I love the concept of Valentine’s Day, but recently it has conjured up some unique feelings within me. An odd discomfort I struggle to explain. What was once a sweet daydream, imagining dates and gifts has now become a source of a confusing ache. This, I believe, is linked to my sexuality.
I identify as asexual which is defined as a lack of sexual attraction towards others. It acts as an umbrella term for various other sexualities and identities. It isn’t the same for everyone, however, personally sex isn’t something I am interested in.
This fact about myself didn’t bother me at first but as a grow older and more and more people around me are entering into relationships. My own longing is never far from my mind.
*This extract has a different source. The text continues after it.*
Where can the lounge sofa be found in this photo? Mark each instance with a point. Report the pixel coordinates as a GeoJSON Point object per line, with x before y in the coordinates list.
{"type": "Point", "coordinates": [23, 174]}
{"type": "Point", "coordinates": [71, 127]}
On the surface, Valentine’s Day is a very simple, innocent holiday celebrating couples. But given how intricately linked romance and sex by society it is difficult to imagine this for myself. A whole world of connection I feel outside of.
While the majority of these feelings are my own insecurities, romantic relationships are often put on a pedestal or viewed as fundamental aspect of being human. This innocent holiday starts feeling a lot less innocent and instead acts as another isolating factor.
However, Valentine’s Day isn’t going anywhere. It isn’t realistic to assume deep cultural ideals will change overnight but it is important to remind myself of what I can control.
Friendships, family, all of the relationships I cherish and the people I love. These platonic relationship are just us or even more so important to me than any romantic ones and they should be celebrated in the same way.
So this Valentine’s, I may not have a date or receive a bouquet of flowers but I will be surrounded by friends who I love deeply and who I know love me in return.